ECB Insight: Growing Dissension, SVB Fallout Make Retreat to Data-Dependence More Attractive

15 March 2023

By David Barwick – FRANKFURT (Econostream) – In considering what this week’s meeting of the European Central Bank Governing Council will bring, we start from the observations that a 50bp hike this week across the board is probably a given despite the Silicon Valley Bank insolvency, putting the spotlight on the post-March policy outlook, and that the Council is showing signs of increasing polarisation.


Whilst one could find opposing views even during the early days of the hiking cycle, the lines have now become more clearly drawn than at any previous point. A few dovish Council members have flouted a seldom-violated convention by publicly expressing resentment at some colleagues’ unabated enthusiasm for more tightening.
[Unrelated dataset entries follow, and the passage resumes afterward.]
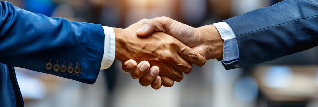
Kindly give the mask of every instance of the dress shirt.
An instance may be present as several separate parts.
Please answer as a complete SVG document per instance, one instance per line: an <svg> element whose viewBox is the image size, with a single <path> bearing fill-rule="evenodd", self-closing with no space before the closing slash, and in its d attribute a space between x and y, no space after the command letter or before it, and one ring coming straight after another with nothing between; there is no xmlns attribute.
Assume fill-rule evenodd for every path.
<svg viewBox="0 0 318 107"><path fill-rule="evenodd" d="M225 65L236 63L239 61L238 46L234 32L226 22L222 22L211 24L215 26L224 41L223 59L219 60ZM238 67L238 63L234 65Z"/></svg>
<svg viewBox="0 0 318 107"><path fill-rule="evenodd" d="M114 28L110 27L102 26L105 34L105 43L100 69L105 69L109 68L115 60L116 44Z"/></svg>

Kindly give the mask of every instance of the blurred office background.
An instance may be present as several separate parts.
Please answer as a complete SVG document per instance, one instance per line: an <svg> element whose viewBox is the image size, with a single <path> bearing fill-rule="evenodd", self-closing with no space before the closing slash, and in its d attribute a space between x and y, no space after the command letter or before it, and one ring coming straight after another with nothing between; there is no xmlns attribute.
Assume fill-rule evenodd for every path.
<svg viewBox="0 0 318 107"><path fill-rule="evenodd" d="M281 0L11 0L26 10L70 21L125 28L167 16L194 27L219 22ZM88 85L17 68L26 107L318 107L318 48L225 70L215 60L159 90L143 87L121 62ZM129 54L129 53L128 53Z"/></svg>

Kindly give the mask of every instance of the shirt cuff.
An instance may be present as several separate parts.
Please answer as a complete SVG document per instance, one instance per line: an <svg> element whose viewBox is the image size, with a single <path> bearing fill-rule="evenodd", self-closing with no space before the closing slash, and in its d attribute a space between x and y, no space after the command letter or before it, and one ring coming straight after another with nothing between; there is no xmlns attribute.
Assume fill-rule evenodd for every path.
<svg viewBox="0 0 318 107"><path fill-rule="evenodd" d="M110 27L102 26L105 34L105 43L100 69L105 69L110 67L115 60L116 44L114 29Z"/></svg>
<svg viewBox="0 0 318 107"><path fill-rule="evenodd" d="M234 31L225 22L217 23L211 25L215 26L218 29L221 37L224 41L222 62L225 65L237 63L239 58L238 46ZM238 64L238 63L237 64ZM234 66L238 66L238 65Z"/></svg>

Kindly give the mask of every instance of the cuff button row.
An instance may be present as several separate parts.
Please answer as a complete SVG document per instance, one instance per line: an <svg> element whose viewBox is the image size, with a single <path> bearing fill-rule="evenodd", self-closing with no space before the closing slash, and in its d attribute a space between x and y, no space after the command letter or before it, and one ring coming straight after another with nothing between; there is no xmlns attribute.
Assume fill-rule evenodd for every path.
<svg viewBox="0 0 318 107"><path fill-rule="evenodd" d="M62 73L67 72L69 74L74 74L77 75L79 75L82 73L82 69L80 66L78 62L76 62L76 66L73 67L73 64L72 62L70 62L70 63L68 67L65 66L65 61L63 61L63 64L60 66L59 65L59 60L56 60L55 64L52 66L52 64L51 62L52 59L50 59L50 61L45 64L45 69L47 70L52 69L53 71L56 72L59 71Z"/></svg>

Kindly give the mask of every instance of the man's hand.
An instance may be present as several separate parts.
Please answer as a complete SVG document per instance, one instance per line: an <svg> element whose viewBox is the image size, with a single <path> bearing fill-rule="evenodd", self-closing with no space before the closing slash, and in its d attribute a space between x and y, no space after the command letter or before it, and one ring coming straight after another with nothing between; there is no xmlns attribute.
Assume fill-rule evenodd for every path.
<svg viewBox="0 0 318 107"><path fill-rule="evenodd" d="M154 32L163 32L175 37L207 60L223 57L223 40L213 25L194 28L162 17L146 21L136 33L144 37Z"/></svg>
<svg viewBox="0 0 318 107"><path fill-rule="evenodd" d="M160 82L155 84L153 82L155 78L160 81L160 78L156 78L159 75L162 79L162 85L169 87L175 81L178 82L183 79L182 73L190 73L192 63L200 66L205 64L204 57L166 33L155 32L142 38L137 36L135 31L146 20L142 20L125 29L114 28L116 42L115 58L123 61L133 59L141 62L137 65L138 69L129 71L124 68L130 67L131 65L129 64L135 66L136 63L128 63L124 66L127 67L123 68L126 72L131 72L134 78L140 79L141 84L146 86L152 83L159 84ZM149 62L142 61L146 60ZM150 70L149 67L143 67L155 66L156 67L153 67ZM154 74L159 68L159 74L158 72ZM160 88L158 87L154 88Z"/></svg>
<svg viewBox="0 0 318 107"><path fill-rule="evenodd" d="M154 32L164 32L175 37L207 60L223 57L223 40L213 25L194 28L169 18L162 17L146 21L136 33L140 36L145 37ZM127 67L127 64L134 61L133 60L130 60L123 63L123 68ZM147 67L149 68L150 66ZM134 71L139 68L140 66L132 66L125 68L124 70ZM160 79L157 77L155 80L158 81Z"/></svg>

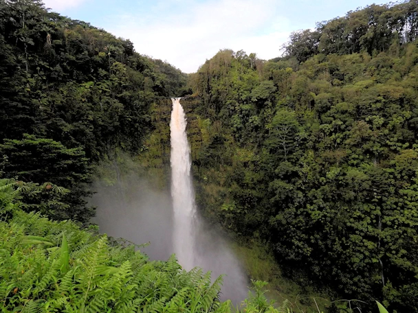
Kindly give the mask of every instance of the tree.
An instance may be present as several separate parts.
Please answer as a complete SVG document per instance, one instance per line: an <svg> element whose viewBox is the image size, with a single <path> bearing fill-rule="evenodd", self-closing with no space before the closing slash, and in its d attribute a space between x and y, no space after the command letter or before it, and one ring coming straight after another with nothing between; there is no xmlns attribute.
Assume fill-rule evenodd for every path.
<svg viewBox="0 0 418 313"><path fill-rule="evenodd" d="M4 177L36 183L51 192L54 185L69 190L61 199L67 207L52 216L87 222L92 216L92 209L85 207L85 198L91 194L87 187L91 169L82 148L68 149L52 139L25 135L21 140L6 139L0 155Z"/></svg>

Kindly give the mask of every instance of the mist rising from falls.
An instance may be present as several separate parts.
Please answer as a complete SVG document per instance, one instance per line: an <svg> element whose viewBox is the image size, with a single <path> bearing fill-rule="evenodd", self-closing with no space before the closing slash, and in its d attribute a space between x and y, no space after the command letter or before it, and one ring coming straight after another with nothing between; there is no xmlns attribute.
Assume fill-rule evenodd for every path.
<svg viewBox="0 0 418 313"><path fill-rule="evenodd" d="M239 303L247 295L248 278L219 228L207 225L199 218L186 120L179 99L173 102L173 108L170 190L170 186L157 187L137 161L119 154L120 168L115 161L101 170L108 175L113 172L114 178L109 181L105 176L95 183L96 194L90 202L97 207L93 221L98 224L100 232L109 236L138 244L149 242L140 250L151 259L166 260L174 253L186 270L198 266L204 272L210 270L212 279L225 275L221 298ZM168 125L164 123L168 131Z"/></svg>
<svg viewBox="0 0 418 313"><path fill-rule="evenodd" d="M225 275L221 299L230 299L234 304L239 303L248 291L247 277L240 262L220 233L209 229L199 218L190 175L187 122L180 99L171 99L170 121L174 252L186 270L198 266L211 271L212 279Z"/></svg>
<svg viewBox="0 0 418 313"><path fill-rule="evenodd" d="M179 262L187 270L196 266L195 257L197 218L190 177L190 148L187 141L187 124L180 98L172 98L170 121L171 136L171 197L174 213L173 248Z"/></svg>

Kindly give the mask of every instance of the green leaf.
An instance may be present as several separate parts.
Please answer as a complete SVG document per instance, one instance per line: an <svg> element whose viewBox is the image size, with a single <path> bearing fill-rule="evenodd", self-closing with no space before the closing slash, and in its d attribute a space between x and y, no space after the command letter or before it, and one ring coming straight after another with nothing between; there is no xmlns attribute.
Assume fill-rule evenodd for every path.
<svg viewBox="0 0 418 313"><path fill-rule="evenodd" d="M376 301L376 303L377 303L377 307L379 308L380 313L389 313L388 310L385 309L384 307L382 304L380 304L379 301Z"/></svg>
<svg viewBox="0 0 418 313"><path fill-rule="evenodd" d="M63 273L66 273L69 269L69 251L68 251L68 244L65 233L63 233L63 242L60 253L60 268Z"/></svg>

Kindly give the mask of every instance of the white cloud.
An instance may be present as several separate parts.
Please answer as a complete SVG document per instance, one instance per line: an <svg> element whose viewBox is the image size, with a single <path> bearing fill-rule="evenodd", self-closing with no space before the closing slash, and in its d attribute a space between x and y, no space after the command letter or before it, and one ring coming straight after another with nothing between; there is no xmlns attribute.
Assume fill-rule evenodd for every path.
<svg viewBox="0 0 418 313"><path fill-rule="evenodd" d="M289 36L289 21L278 17L277 0L177 1L186 4L181 12L173 9L174 2L157 2L153 13L145 17L118 16L107 30L131 39L140 54L167 60L186 73L196 71L220 49L274 58Z"/></svg>
<svg viewBox="0 0 418 313"><path fill-rule="evenodd" d="M84 1L85 0L43 0L46 8L50 8L56 12L76 8Z"/></svg>

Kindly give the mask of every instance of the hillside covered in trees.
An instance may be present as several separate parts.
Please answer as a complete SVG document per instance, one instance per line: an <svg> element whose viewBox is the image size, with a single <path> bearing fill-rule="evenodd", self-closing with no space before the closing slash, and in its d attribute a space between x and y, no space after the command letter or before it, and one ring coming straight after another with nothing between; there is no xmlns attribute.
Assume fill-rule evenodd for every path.
<svg viewBox="0 0 418 313"><path fill-rule="evenodd" d="M208 220L362 312L418 312L417 12L372 5L293 33L282 57L221 50L188 76L38 0L0 0L4 312L229 312L220 281L79 228L119 152L164 185L172 95ZM245 312L274 312L262 285Z"/></svg>
<svg viewBox="0 0 418 313"><path fill-rule="evenodd" d="M25 183L28 211L87 222L92 166L138 152L151 104L185 83L128 40L38 0L1 0L0 173Z"/></svg>
<svg viewBox="0 0 418 313"><path fill-rule="evenodd" d="M418 308L417 12L350 12L268 62L221 50L183 100L207 218L302 283L397 312Z"/></svg>

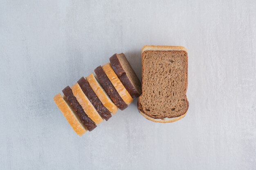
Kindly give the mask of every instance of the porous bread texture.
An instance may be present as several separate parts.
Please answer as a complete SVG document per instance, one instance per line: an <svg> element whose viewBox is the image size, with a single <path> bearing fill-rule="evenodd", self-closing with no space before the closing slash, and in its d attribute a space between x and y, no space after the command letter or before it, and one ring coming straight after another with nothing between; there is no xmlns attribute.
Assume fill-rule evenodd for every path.
<svg viewBox="0 0 256 170"><path fill-rule="evenodd" d="M183 46L168 46L145 45L141 49L141 53L147 51L183 51L187 52L187 50Z"/></svg>
<svg viewBox="0 0 256 170"><path fill-rule="evenodd" d="M65 96L62 96L60 93L54 97L54 100L70 125L77 135L81 136L87 131L82 125L79 118L77 117L75 113L68 104Z"/></svg>
<svg viewBox="0 0 256 170"><path fill-rule="evenodd" d="M142 51L142 94L138 108L155 121L169 122L161 119L180 117L189 107L187 53L180 50L186 49L167 47L144 46Z"/></svg>
<svg viewBox="0 0 256 170"><path fill-rule="evenodd" d="M141 93L141 83L123 53L115 54L110 58L113 70L133 98Z"/></svg>
<svg viewBox="0 0 256 170"><path fill-rule="evenodd" d="M132 98L113 70L110 64L107 63L102 66L102 68L123 100L126 104L130 104L132 102Z"/></svg>
<svg viewBox="0 0 256 170"><path fill-rule="evenodd" d="M144 117L145 117L145 118L146 118L146 119L148 120L150 120L153 121L155 121L155 122L164 123L173 122L174 121L178 121L180 119L182 119L183 117L184 117L186 115L186 113L180 116L179 116L178 117L172 117L171 118L166 117L165 118L162 118L162 119L154 119L154 118L150 117L147 115L144 114L144 113L143 113L141 111L139 110L139 112L140 113L140 114L141 114L141 115Z"/></svg>
<svg viewBox="0 0 256 170"><path fill-rule="evenodd" d="M92 104L87 97L83 93L78 83L76 83L71 88L73 94L76 98L85 113L97 124L103 121L103 119L99 115Z"/></svg>

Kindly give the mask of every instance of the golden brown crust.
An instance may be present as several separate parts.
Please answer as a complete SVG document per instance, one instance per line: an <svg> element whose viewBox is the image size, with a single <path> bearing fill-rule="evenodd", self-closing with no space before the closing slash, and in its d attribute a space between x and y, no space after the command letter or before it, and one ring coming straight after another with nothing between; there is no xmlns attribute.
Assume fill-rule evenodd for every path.
<svg viewBox="0 0 256 170"><path fill-rule="evenodd" d="M77 81L77 83L99 115L107 121L112 116L111 113L99 99L86 79L83 77Z"/></svg>
<svg viewBox="0 0 256 170"><path fill-rule="evenodd" d="M133 76L135 77L134 78L137 79L137 83L138 83L138 84L140 85L140 88L139 89L136 89L136 87L134 86L131 82L131 80L129 79L126 71L124 68L123 68L121 62L118 58L118 56L123 57L127 61L131 70L131 71L132 72ZM134 72L134 71L132 68L132 66L126 58L124 54L123 53L119 54L115 54L109 58L109 60L110 62L110 64L113 70L114 70L117 77L121 81L122 84L123 84L124 86L127 91L128 91L128 92L129 92L131 96L133 98L139 97L141 93L141 83Z"/></svg>
<svg viewBox="0 0 256 170"><path fill-rule="evenodd" d="M78 83L71 88L74 95L83 108L83 110L95 124L100 124L103 119L95 109L92 104L83 93Z"/></svg>
<svg viewBox="0 0 256 170"><path fill-rule="evenodd" d="M145 115L141 111L139 110L139 112L140 113L142 116L144 117L145 117L148 120L151 120L151 121L155 121L155 122L164 123L171 123L171 122L173 122L174 121L176 121L184 117L185 117L185 116L186 116L186 112L184 115L182 115L181 116L180 116L178 117L173 117L171 118L169 118L166 117L164 119L154 119L154 118L150 117L147 115Z"/></svg>
<svg viewBox="0 0 256 170"><path fill-rule="evenodd" d="M60 93L54 96L54 100L59 109L77 135L81 136L86 132L87 130L83 127L78 118L76 117L75 113Z"/></svg>
<svg viewBox="0 0 256 170"><path fill-rule="evenodd" d="M67 98L69 105L75 113L76 115L79 118L84 127L89 131L91 131L97 127L97 125L88 115L85 114L83 108L76 100L73 94L72 90L67 86L62 90L62 92Z"/></svg>

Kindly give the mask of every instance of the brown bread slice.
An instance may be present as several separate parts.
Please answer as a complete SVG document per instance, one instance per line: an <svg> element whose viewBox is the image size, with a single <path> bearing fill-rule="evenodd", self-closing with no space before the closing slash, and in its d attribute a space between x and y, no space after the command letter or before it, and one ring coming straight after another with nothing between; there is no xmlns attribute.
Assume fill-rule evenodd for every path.
<svg viewBox="0 0 256 170"><path fill-rule="evenodd" d="M63 116L77 135L81 136L86 132L87 129L83 127L79 118L76 117L76 114L68 105L68 102L66 102L65 96L63 97L60 93L58 93L54 96L54 100Z"/></svg>
<svg viewBox="0 0 256 170"><path fill-rule="evenodd" d="M109 59L113 70L133 98L141 94L141 83L123 53L115 54Z"/></svg>
<svg viewBox="0 0 256 170"><path fill-rule="evenodd" d="M121 110L127 108L127 104L119 95L118 92L104 72L101 66L99 66L94 70L94 71L98 77L99 82L115 104Z"/></svg>
<svg viewBox="0 0 256 170"><path fill-rule="evenodd" d="M143 49L142 94L138 108L147 119L166 123L185 116L189 108L186 51L175 46Z"/></svg>
<svg viewBox="0 0 256 170"><path fill-rule="evenodd" d="M108 121L112 116L111 113L103 105L86 79L83 77L78 80L77 83L99 115L103 119Z"/></svg>
<svg viewBox="0 0 256 170"><path fill-rule="evenodd" d="M118 108L115 105L111 99L110 98L107 93L103 89L100 84L99 81L93 73L90 74L86 79L88 81L93 91L95 93L99 99L100 99L102 104L113 115L117 111Z"/></svg>
<svg viewBox="0 0 256 170"><path fill-rule="evenodd" d="M62 92L66 97L67 100L72 109L79 118L83 125L88 130L91 131L97 126L92 119L88 117L83 111L82 106L76 100L76 97L73 95L72 90L69 86L67 86L62 90Z"/></svg>

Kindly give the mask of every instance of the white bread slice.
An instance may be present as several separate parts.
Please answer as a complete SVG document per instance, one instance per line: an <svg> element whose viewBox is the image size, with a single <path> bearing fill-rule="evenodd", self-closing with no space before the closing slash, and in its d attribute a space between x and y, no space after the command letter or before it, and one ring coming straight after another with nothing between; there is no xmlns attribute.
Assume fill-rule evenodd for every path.
<svg viewBox="0 0 256 170"><path fill-rule="evenodd" d="M113 114L117 111L118 108L113 103L106 92L92 73L86 77L89 84L104 106Z"/></svg>
<svg viewBox="0 0 256 170"><path fill-rule="evenodd" d="M171 123L173 122L174 121L177 121L180 119L182 119L186 115L186 112L185 113L184 115L182 115L181 116L179 116L178 117L172 117L171 118L169 118L168 117L166 117L164 119L154 119L152 117L150 117L143 113L140 110L139 110L140 114L141 114L142 116L143 116L146 119L151 120L151 121L155 121L155 122L159 122L159 123Z"/></svg>
<svg viewBox="0 0 256 170"><path fill-rule="evenodd" d="M86 115L96 124L99 124L102 122L103 119L83 93L78 83L76 83L71 88L73 94L76 98Z"/></svg>
<svg viewBox="0 0 256 170"><path fill-rule="evenodd" d="M122 99L126 104L130 104L132 102L132 98L117 77L110 64L106 64L102 66L102 68Z"/></svg>
<svg viewBox="0 0 256 170"><path fill-rule="evenodd" d="M187 52L187 50L184 47L182 46L144 46L142 47L141 49L141 55L144 51L184 51ZM141 110L140 110L139 108L139 99L138 101L138 108L139 112L146 119L151 120L151 121L155 121L156 122L159 123L169 123L173 122L174 121L179 120L182 118L183 118L186 114L186 111L182 115L175 117L165 117L162 119L155 119L151 117L148 115L144 113ZM189 104L188 101L187 101L188 104Z"/></svg>
<svg viewBox="0 0 256 170"><path fill-rule="evenodd" d="M69 106L65 99L65 97L63 97L60 93L58 93L54 97L53 99L56 105L65 117L73 129L79 136L81 136L87 131L79 119L76 117L76 114Z"/></svg>

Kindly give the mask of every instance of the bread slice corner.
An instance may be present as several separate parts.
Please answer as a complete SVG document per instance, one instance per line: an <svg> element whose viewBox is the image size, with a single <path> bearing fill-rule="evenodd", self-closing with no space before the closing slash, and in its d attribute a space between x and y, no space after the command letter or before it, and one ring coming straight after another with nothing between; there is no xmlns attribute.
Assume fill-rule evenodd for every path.
<svg viewBox="0 0 256 170"><path fill-rule="evenodd" d="M56 105L61 110L67 122L74 130L79 136L81 136L87 131L83 125L78 117L68 104L65 96L61 93L57 94L54 97Z"/></svg>

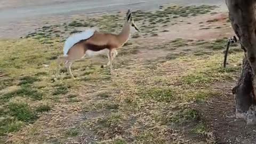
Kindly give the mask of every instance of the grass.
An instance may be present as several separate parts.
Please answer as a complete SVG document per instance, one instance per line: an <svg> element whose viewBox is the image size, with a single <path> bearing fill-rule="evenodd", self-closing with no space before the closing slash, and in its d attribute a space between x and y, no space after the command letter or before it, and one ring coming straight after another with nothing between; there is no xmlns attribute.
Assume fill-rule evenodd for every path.
<svg viewBox="0 0 256 144"><path fill-rule="evenodd" d="M203 52L199 55L178 54L175 59L172 58L173 55L164 58L169 59L167 61L148 62L144 69L142 69L140 65L141 65L140 63L123 65L118 69L123 69L122 73L129 70L129 74L111 78L107 69L95 66L87 70L84 69L88 64L86 62L78 62L74 63L73 68L75 69L74 73L79 76L79 81L73 81L65 78L55 81L52 76L55 73L55 65L52 62L54 60L49 59L49 55L58 55L59 44L54 43L52 49L45 51L49 50L48 47L37 41L28 38L11 43L1 42L3 45L11 45L14 49L22 47L20 52L17 53L10 47L8 50L0 51L4 55L0 58L0 65L2 66L3 73L7 74L6 82L2 83L3 94L0 97L2 105L0 109L3 109L0 110L0 115L4 118L3 119L4 120L1 120L4 121L0 125L1 135L4 135L2 137L13 134L15 135L14 138L19 138L19 130L32 124L31 127L36 130L28 129L26 138L36 140L38 143L46 138L53 140L53 138L44 134L45 129L52 135L60 134L63 138L55 139L59 142L66 140L65 138L79 137L82 134L80 131L83 129L91 130L90 133L99 137L97 141L102 143L106 140L109 141L107 143L127 143L129 139L141 143L165 142L168 139L169 129L166 128L168 125L186 124L200 119L197 111L189 108L187 105L180 105L186 102L204 102L211 97L221 95L220 92L211 90L211 84L235 78L235 74L239 72L240 69L234 66L238 65L240 62L239 58L242 56L239 51L235 50L229 55L229 61L232 65L228 68L223 69L220 51L218 53L211 52L211 55ZM214 41L217 43L222 42ZM196 42L202 44L196 45L194 43ZM177 39L165 44L163 47L156 46L169 50L170 47L174 47L173 45L180 43L201 47L210 42ZM25 50L28 50L27 44L33 45L28 52ZM140 47L133 44L127 44L125 46L126 53L119 57L130 58L129 53L136 54ZM136 51L133 52L133 50ZM9 55L12 55L11 59ZM117 62L122 63L123 62L117 61ZM45 64L49 65L49 67L41 67ZM133 65L138 68L134 69ZM183 68L181 70L169 69L174 66L179 67L180 65ZM182 69L186 67L190 68L183 71ZM150 68L146 68L147 67ZM162 75L157 73L161 71L174 73L170 77L169 74ZM176 73L179 74L179 77L175 76ZM62 74L60 76L65 78L67 75ZM176 83L179 84L176 86ZM90 85L97 87L87 86ZM103 92L98 92L99 89ZM80 94L81 91L82 94ZM175 108L175 110L172 109L173 107ZM65 113L69 113L68 115L60 112L58 108L65 108ZM60 117L60 119L64 119L63 123L66 124L68 123L69 118L74 117L67 116L79 114L76 110L92 114L84 114L86 117L84 119L79 119L80 117L75 118L78 118L78 123L85 124L81 126L82 127L79 126L79 129L60 129L61 131L65 132L61 133L54 131L57 131L57 129L36 128L42 125L37 123L33 123L35 121L47 122L49 121L47 119L41 120L41 118L46 118L44 116L46 114L50 115L54 111L52 114L53 117ZM55 113L57 111L60 114ZM97 116L99 113L100 114ZM51 124L56 126L60 125L54 122L51 122ZM158 127L155 127L156 125ZM195 131L199 132L200 129ZM37 132L34 132L34 131ZM132 131L137 132L130 134ZM182 141L184 138L177 134L181 138L177 141ZM196 134L199 135L199 133ZM116 139L117 135L122 135L122 138ZM25 139L23 141L26 143L29 140Z"/></svg>
<svg viewBox="0 0 256 144"><path fill-rule="evenodd" d="M163 29L156 29L154 25L166 23L164 26L167 27L175 18L205 14L213 8L164 6L153 12L136 11L134 15L138 26L144 19L156 23L147 27L154 31L145 36L157 36ZM55 58L61 54L60 47L67 35L77 27L90 25L115 33L121 28L119 22L123 17L84 18L43 27L28 35L30 38L1 40L1 71L6 75L0 82L0 138L4 141L10 139L14 143L71 143L79 139L99 143L186 143L190 140L201 143L198 138L208 129L200 111L189 103L222 95L211 85L233 82L240 71L237 66L243 54L236 47L230 49L231 64L222 68L223 49L220 47L224 38L212 42L177 39L152 50L178 51L191 46L200 51L191 55L166 54L148 61L139 53L144 45L127 44L115 61L117 76L96 64L87 70L89 62L83 61L73 65L78 80L71 79L66 71L54 79ZM187 123L198 123L193 128L194 137L183 133L189 130L180 124Z"/></svg>
<svg viewBox="0 0 256 144"><path fill-rule="evenodd" d="M78 135L79 130L77 128L72 128L67 131L66 134L68 137L75 137Z"/></svg>
<svg viewBox="0 0 256 144"><path fill-rule="evenodd" d="M170 102L175 99L177 92L175 90L171 89L151 89L142 91L139 94L145 99L150 99L157 101Z"/></svg>
<svg viewBox="0 0 256 144"><path fill-rule="evenodd" d="M10 115L18 121L29 122L37 118L36 114L27 103L11 102L9 104L8 109Z"/></svg>
<svg viewBox="0 0 256 144"><path fill-rule="evenodd" d="M198 118L198 112L191 109L185 109L181 110L174 114L170 121L174 123L183 123L194 121Z"/></svg>

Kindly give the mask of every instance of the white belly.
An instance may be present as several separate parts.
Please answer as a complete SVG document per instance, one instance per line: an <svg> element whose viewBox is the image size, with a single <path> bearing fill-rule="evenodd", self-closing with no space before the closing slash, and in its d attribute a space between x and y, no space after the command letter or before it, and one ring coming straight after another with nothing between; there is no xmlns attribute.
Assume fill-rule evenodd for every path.
<svg viewBox="0 0 256 144"><path fill-rule="evenodd" d="M85 52L85 56L89 57L92 57L94 56L99 55L106 55L109 52L109 50L107 49L105 49L102 50L97 51L97 52L91 51L91 50L87 50L86 52Z"/></svg>

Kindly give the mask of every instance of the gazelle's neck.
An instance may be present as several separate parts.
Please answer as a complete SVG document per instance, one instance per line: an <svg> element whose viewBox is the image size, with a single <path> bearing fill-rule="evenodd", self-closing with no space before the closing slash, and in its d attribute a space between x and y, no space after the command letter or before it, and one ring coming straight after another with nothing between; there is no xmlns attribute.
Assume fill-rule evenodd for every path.
<svg viewBox="0 0 256 144"><path fill-rule="evenodd" d="M129 23L126 21L123 26L121 32L118 35L118 38L122 45L128 41L130 37L130 26Z"/></svg>

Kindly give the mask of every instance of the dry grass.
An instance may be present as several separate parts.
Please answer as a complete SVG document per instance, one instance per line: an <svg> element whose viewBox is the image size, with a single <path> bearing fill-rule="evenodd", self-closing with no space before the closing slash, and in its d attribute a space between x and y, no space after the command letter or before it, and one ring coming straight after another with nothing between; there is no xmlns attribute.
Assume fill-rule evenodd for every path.
<svg viewBox="0 0 256 144"><path fill-rule="evenodd" d="M137 11L134 15L138 21L142 21L144 19L139 18L146 15L156 19L156 23L162 23L173 19L167 19L169 13L177 17L194 17L198 12L208 13L213 7L168 9L170 10L162 9L154 13ZM155 19L159 14L161 18ZM100 22L105 27L102 28L111 31L114 29L109 26L120 19L109 15L90 20ZM85 21L88 21L62 25L70 33L77 27L90 27ZM138 45L133 39L132 44L127 44L121 50L115 61L117 76L111 76L108 69L100 68L101 64L106 64L103 62L106 58L97 58L93 65L89 60L75 63L73 69L77 79L73 81L63 69L60 76L55 76L55 59L61 54L63 43L49 34L61 33L59 27L45 27L39 29L44 34L38 31L30 34L37 38L0 41L3 55L0 71L4 74L0 77L3 79L0 82L0 142L7 140L8 143L215 141L213 133L201 119L200 111L190 106L222 94L211 85L236 79L243 57L241 51L234 49L229 55L228 68L223 69L220 48L223 39L177 39L147 49L148 54L166 52L151 59L141 56L147 44ZM49 31L49 28L56 29ZM159 30L155 30L153 35ZM173 54L173 51L182 51L186 46L194 49ZM209 48L209 53L203 51L205 47ZM192 127L183 129L191 123L194 124Z"/></svg>

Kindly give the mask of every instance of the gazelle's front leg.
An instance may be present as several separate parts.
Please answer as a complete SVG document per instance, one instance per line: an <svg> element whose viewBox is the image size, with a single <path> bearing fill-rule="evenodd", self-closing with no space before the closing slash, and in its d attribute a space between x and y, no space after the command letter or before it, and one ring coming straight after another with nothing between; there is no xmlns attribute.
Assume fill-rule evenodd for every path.
<svg viewBox="0 0 256 144"><path fill-rule="evenodd" d="M117 55L117 51L116 49L113 49L111 51L109 51L108 53L108 62L107 64L107 66L109 66L111 62L113 63L114 59L115 59Z"/></svg>

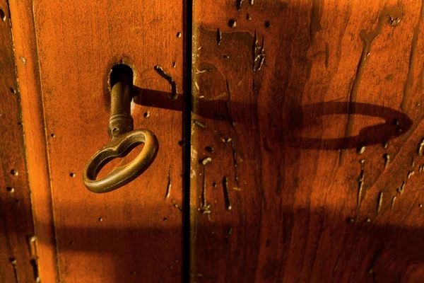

This implies that the more concrete Thursday’s decision by the Council about what lies ahead, the less happy one faction is going to be, and the less likely that camp’s representatives will go on being the good soldiers they have been so far during the hiking cycle. In other words, the process of arriving at any precise forward-looking decision is set to turn at least a bit more arduous.


The ECB thus has an increased incentive to avoid to the extent possible the thorniest questions. These include the appropriate hiking pace going forward and in general how much more tightening is needed.


Given a certain trade-off here, President Christine Lagarde could aim for a compromise in which, to the extent the one question is answered hawkishly, the other gets a more dovish answer.


For example, she could (theoretically) indicate that the current 50bp pace is likely to be maintained in May, but at the same time offer no hint as to what to expect further out whilst also signaling that the ECB is increasingly aware of the need to start considering the risk of doing too much (the latter being a bone that might be thrown the way of the doves in any case).


There are a number of problems with this, including the additional SVB-related uncertainty, but the ECB was not in a good position anyway to provide as much guidance as this implies. However, that circumstance facilitates another outcome, just not one that involves going out on any limbs by repeating the conditional guidance of recent months or a variation thereof.


What we mean is that the ECB can neatly sidestep the pitfalls of trying to work out the details of its future policy actions now by embracing anew the data-driven, meeting-by-meeting approach it has nominally applied since ditching forward guidance.


This ‘the-less-said-the-better’ outcome is what we expect this week. It corresponds to the uncertainty of the current environment, leaves coming decisions up to coming developments and skirts needless confrontation.


All this is not to say that Lagarde is going to appear to be without bias. The direction of travel should remain up, and despite the recent public disharmony, there remains a high degree of consensus on the need to tighten further. We don’t see Lagarde trying to gloss over this to satisfy an increasingly vocal but still small minority ready to call it quits, unless the entire SVB fallout becomes so acute by Thursday that all bets are off.


As for the forecasts, we stick to what we reported on 24 February and on 1 March, namely that the revisions to inflation would not be huge and would show core inflation remaining an issue for policymakers. Bundesbank President Joachim Nagel has since also suggested that medium-term inflation projections would hold up well despite the decline in energy prices since those projections were issued three months ago.


We hesitate to believe that the matter around Silicon Valley Bank will overturn previous thinking at the ECB. Whilst naturally unable to exclude a future turn of events in this evolving story that would warrant a change in sentiment, at this point we think that Lagarde will argue that the matter has only limited relevance for the euro area banking system, though she will be keen to reassure that authorities are monitoring the situation.


Nonetheless, one indirect effect is the reinforcement of a meeting-by-meeting approach, which by definition is cautious and would allay revived concerns about vulnerabilities potentially lurking in the system on this side of the Atlantic. Making decisions only when the time comes would buy the ECB time to determine whether the SVB matter is indeed much ado about nothing or a crack that could yet turn into a fault line.


Then there is the repricing by markets. Whilst this probably occurred too late in the game to affect the revised macroeconomic projections to be unveiled Thursday, it could still be seen to pose some new risk to the ECB’s ability to restore price stability in timely fashion.


We don’t know how Lagarde will strike the balance between the latter development and heightened financial stability worries. It could induce her to err on the side of hawkishness if – as we suspect – the SVB episode is seen by the Eurotower as a tempest in a teapot that has undermined the ECB’s efforts unwarrantedly.


Alternatively, and under the impression of Wednesday’s turbulence in particular, it is easier to believe that she will prefer prudence, making it arguable that the ECB has yet another reason to play for time and let the dust settle by emphasising data dependency.


In other matters, the terminal rate is unlikely to be identified, and whilst it appears probable that the pace of balance sheet reduction will pick up after 2Q, it is too soon for such a decision now.


All in all, without SVB it would have been very possible - and from the ECB’s perspective probably desirable - that this week’s press conference would be rather uneventful. That is now less likely to be the case, but the need for especially careful communication raises the odds of a misstep by Lagarde or a misinterpretation by markets.